In the heydays of the railway, movement of petroleum products formed a major part of freight movement.
In 2012, the Federal Government, through the Ministry of Transportation, moved to revive the system of petroleum haulage by procuring 40 pressurised tank wagons that can take 1.8 million litres of fuel per train.
The first 20 tank wagons at the cost of N600m, were delivered in February, 2012, the then Minister of Transportation, Sen. Idris Umar, said. The second batch of 20 tank wagons was delivered in 2013 and the haulage was expected to commence immediately thereafter.
Each of the tank wagons has the capacity to lift 45,000 litres of petroleum, implying that a train trip from the Apapa Port can lift as much as 1.8 million litres of petroleum products. This will translate to taking about 55 tankers off the roads if the facilities are maximally put to use as each tanker will carry 33,000 litres of fuel.

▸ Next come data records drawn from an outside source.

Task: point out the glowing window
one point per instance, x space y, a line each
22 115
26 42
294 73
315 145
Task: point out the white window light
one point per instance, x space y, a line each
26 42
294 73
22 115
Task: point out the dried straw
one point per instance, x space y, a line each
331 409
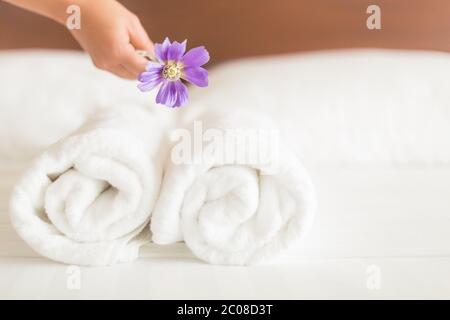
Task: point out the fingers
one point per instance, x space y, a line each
139 38
122 72
133 62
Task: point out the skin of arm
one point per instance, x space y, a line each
109 32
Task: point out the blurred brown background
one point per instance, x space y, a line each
235 28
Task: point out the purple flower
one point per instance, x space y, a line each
172 67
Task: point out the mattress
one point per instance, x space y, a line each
366 226
381 231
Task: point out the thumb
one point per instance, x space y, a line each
139 38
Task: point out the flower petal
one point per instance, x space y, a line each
182 94
149 81
196 75
161 50
153 65
167 94
196 57
176 50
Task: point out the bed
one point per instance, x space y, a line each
381 230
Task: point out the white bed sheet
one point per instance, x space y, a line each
367 219
396 219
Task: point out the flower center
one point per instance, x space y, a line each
172 70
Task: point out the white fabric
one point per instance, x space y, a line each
364 109
88 198
234 205
349 107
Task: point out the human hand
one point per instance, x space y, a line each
111 34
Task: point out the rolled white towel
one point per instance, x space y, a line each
87 199
242 198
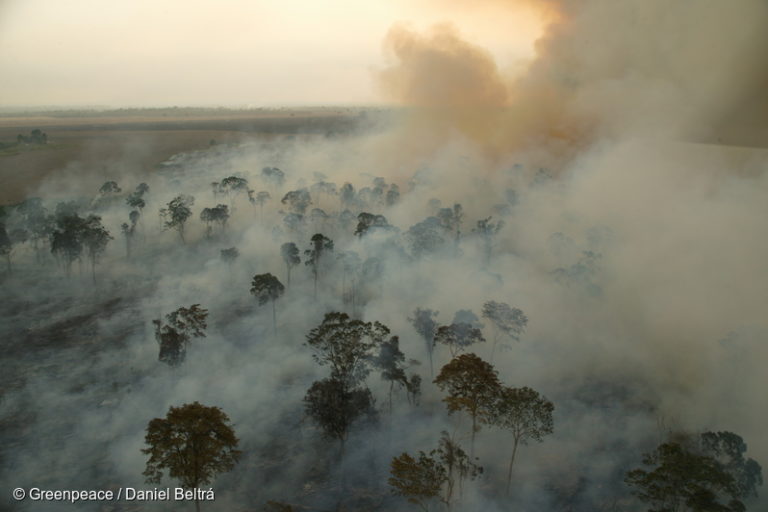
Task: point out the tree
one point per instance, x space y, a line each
451 219
5 245
177 213
488 230
334 406
261 199
458 336
297 200
194 443
420 480
506 320
218 214
368 222
457 464
66 239
109 188
525 413
95 238
390 360
231 186
229 255
686 475
267 288
273 175
472 384
320 245
426 237
175 335
424 323
346 345
129 230
290 254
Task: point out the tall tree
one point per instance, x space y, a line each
320 245
290 255
267 288
525 414
177 332
472 385
506 321
177 212
219 214
194 443
684 476
335 406
347 346
488 230
419 479
5 245
391 362
424 323
95 238
297 200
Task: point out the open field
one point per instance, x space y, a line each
92 142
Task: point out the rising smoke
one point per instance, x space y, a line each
631 241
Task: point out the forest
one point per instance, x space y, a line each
358 338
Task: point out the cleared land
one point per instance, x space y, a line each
95 141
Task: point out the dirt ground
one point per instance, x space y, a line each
93 142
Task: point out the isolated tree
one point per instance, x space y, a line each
458 465
458 336
177 332
297 200
290 255
229 256
393 195
109 188
193 443
391 361
347 195
451 219
506 321
420 480
347 346
424 323
261 199
5 245
177 213
426 237
267 288
703 474
488 230
321 244
334 406
368 222
218 214
95 238
67 240
136 198
728 450
472 385
273 175
525 414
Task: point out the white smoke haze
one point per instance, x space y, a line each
633 242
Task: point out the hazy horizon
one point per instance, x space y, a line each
230 54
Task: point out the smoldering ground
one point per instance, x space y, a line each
636 254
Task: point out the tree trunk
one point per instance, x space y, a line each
274 317
511 462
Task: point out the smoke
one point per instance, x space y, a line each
637 255
681 71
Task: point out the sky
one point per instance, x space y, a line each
227 52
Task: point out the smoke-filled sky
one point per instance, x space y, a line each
226 52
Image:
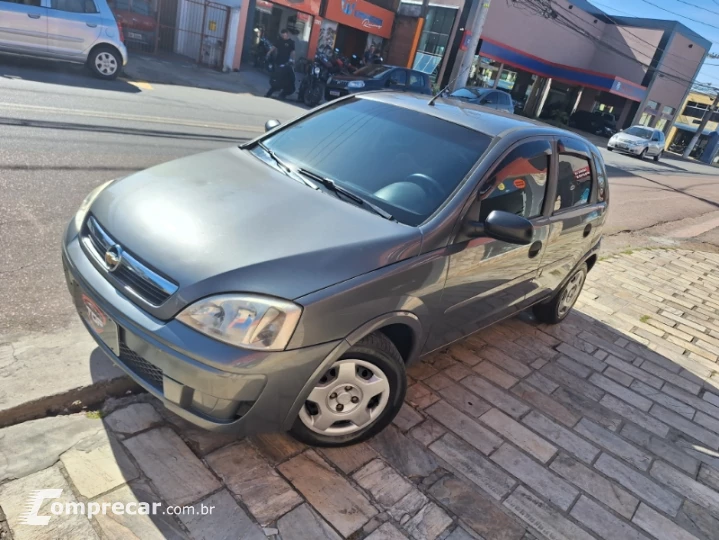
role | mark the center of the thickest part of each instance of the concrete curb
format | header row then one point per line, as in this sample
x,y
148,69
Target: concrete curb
x,y
71,401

Daily Trust learnt that since the tank wagons were procured, the NRC has only been using them for its in-house operations; moving only diesel meant to power its engines.

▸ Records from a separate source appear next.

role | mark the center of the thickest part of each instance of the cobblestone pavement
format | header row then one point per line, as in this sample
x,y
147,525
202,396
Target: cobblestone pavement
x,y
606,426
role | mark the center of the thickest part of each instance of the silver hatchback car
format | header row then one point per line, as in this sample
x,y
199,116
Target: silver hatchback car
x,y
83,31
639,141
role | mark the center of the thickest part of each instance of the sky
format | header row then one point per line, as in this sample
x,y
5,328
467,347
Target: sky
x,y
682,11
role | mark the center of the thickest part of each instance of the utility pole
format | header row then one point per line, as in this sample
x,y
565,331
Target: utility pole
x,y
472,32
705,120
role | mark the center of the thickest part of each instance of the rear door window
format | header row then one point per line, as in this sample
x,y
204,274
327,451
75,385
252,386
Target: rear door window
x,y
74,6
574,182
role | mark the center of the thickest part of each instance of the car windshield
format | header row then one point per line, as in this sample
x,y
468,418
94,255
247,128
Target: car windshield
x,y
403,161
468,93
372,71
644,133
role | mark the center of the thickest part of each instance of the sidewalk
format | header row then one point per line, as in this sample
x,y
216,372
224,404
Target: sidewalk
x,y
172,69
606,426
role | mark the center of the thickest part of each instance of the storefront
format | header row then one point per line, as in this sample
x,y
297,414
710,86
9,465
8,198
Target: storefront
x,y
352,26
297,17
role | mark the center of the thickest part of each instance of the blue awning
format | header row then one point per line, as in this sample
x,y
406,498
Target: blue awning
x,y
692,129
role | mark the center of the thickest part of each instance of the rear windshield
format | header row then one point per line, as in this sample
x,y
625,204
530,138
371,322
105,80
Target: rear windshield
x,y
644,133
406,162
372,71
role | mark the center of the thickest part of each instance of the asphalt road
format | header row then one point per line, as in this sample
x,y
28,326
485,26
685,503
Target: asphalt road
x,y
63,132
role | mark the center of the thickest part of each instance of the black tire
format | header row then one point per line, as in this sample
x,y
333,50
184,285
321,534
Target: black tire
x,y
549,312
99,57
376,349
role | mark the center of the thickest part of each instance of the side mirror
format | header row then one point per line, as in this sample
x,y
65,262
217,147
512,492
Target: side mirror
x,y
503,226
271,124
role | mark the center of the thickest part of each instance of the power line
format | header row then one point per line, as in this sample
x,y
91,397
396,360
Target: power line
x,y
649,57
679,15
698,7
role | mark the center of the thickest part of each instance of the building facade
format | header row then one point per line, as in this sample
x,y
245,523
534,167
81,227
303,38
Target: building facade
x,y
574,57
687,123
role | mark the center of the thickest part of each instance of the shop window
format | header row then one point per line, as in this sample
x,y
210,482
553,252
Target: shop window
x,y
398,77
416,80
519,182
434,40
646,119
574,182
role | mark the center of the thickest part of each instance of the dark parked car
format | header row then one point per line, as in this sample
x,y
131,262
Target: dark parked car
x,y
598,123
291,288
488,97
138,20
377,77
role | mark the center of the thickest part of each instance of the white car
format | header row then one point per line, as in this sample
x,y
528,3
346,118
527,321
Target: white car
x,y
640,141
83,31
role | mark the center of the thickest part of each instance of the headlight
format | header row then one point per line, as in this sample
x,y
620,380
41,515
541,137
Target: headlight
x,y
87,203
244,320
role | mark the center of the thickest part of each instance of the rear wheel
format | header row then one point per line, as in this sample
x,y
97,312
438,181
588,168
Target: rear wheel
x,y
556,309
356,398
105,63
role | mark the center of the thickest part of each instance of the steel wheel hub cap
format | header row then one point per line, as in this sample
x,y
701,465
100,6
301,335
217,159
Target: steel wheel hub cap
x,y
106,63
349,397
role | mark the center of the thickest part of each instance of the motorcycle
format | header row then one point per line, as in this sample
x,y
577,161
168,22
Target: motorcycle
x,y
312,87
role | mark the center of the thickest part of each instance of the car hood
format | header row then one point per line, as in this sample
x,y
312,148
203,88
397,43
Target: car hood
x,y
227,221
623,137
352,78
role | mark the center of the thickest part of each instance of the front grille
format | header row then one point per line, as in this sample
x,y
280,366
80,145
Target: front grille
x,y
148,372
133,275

However, finally, there seems to be a light at the end of the tunnel as the corporation will this week commence movement of petroleum products for a third party company.
Train haulage: NRC in talks with oil marketers
It was gathered that discussions are ongoing between the Nigerian Railway Corporation (NRC) and members of the Major Oil Marketers Association of Nigeria (MOMAN) to convince the marketers to begin to take advantage of the facilities on ground to move their products to all parts of the country.
Confirming this development, the Railway District Manager, Lagos District, Engr. Jerry Oche, said more companies had shown interest in moving petroleum products by rail, while the one destined for Osun State would commence this week.
Engr. Oche said the NRC had addressed all safety concerns that the oil marketers might raise in bringing their products to the corporation for haulage to their different tank farms across the country.
“We have met with Oando several times. They too have been here to do inspection. Total has been here too,” he hinted.
On the schedule of the haulage, Engr. Oche said, “For now we are doing diesel, not Premium Motor Spirit (PMS); the risk with PMS is higher. For all our AGO trains, we have the runner wagons, between the locomotives and the first tank wagon.
“The runner wagon is always a flat wagon filled with sand or stone so that if the tanker catches fire, it won’t cross over to the locomotive and if the locomotive catches fire, it won’t cross over to the tanker.
“These tanks are pressurized; they are not the usual type of tank that would explode if they fall. You can run 24/7; whether night or day. If there is expansion, it takes off by itself. There is a releasing fab and it is completely sealed,” he explained the safety features that make it best for trains to convey petroleum products.
Daily Trust reported recently that in 2017, over 100 people were killed in infernos resulting from the explosion of petrol-bearing tankers on the highways. One of such occurred in October, 2018, at Tafa Town in Kaduna State where over 50 persons were injured and scores killed from an oil tanker explosion.
The railway manager said in recent times, cargo movement by rail had increased from Lagos to the far northern states conveying several items; including bounded and unbounded containers.
“For containers, we do like two trains. We have 20-feet containers, we have 40-feet. If we are doing 20-feet, each wagon is two. Each of our trains set is 19 wagons. So for 20-feet, we are thinking of 38 containers, while for 40-feet, we are thinking of 19.
“We handle imports and exports. Imports are the ones that are coming in and these could be manufactured products or products meant to be used by industries or companies,” he noted.